D. J. Humphries

Profile
- Position: Wide receiver

Personal information
- Born: December 19, 1978 (age 47) Union, South Carolina, U.S.
- Listed height: 6 ft 5 in (1.96 m)
- Listed weight: 220 lb (100 kg)

Career information
- High school: Union (SC) Co.
- College: Presbyterian (SC)
- NFL draft: 2002: undrafted

Career history
- Baltimore Ravens (2002)*; Carolina Cobras (2003–2004); Columbus Destroyers (2005);
- * Offseason or practice squad member only
- Stats at ArenaFan.com

= D. J. Humphries (wide receiver) =

American football player (born 1978)

Dierrias Jamar Humphries Sr. (born December 19, 1978) is an American former professional football wide receiver.

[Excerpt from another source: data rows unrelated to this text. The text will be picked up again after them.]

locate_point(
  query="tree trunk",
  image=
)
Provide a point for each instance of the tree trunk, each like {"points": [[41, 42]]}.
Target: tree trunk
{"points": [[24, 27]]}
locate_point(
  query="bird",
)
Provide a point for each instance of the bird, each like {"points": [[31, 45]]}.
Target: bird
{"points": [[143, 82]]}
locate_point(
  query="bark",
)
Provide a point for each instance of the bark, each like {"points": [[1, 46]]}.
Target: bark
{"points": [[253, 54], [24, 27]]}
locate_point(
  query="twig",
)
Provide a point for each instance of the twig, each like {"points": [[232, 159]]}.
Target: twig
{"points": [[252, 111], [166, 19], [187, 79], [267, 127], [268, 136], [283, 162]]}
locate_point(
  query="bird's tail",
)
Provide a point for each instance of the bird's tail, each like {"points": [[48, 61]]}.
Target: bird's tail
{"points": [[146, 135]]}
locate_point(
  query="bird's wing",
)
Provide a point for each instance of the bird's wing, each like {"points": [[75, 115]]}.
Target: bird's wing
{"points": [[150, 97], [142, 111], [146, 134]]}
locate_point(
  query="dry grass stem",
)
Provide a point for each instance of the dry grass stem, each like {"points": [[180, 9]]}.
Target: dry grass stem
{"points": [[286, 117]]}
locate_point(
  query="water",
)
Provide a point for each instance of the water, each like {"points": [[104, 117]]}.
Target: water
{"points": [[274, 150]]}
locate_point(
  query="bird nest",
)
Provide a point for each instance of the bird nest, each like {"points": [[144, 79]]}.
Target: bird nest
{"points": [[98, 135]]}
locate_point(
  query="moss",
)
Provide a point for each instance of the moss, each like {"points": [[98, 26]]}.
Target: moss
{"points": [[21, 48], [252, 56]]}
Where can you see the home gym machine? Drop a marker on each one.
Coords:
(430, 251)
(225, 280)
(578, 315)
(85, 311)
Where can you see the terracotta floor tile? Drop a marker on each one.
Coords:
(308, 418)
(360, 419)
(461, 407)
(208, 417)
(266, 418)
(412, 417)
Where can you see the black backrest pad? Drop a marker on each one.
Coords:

Undrafted in 2002, Humphries was signed on by the Baltimore Ravens as an undrafted free agent, spending the 2002 NFL season on their roster. He then went on to play for the Arena Football League (AFL)'s Carolina Cobras.

A native of Union, South Carolina, Humphries was a letterman in football and basketball at Union County High School. He then played both sports at Presbyterian College.

At age 15, he had a son named after himself, D. J. Humphries, who is currently an offensive tackle for the San Francisco 49ers.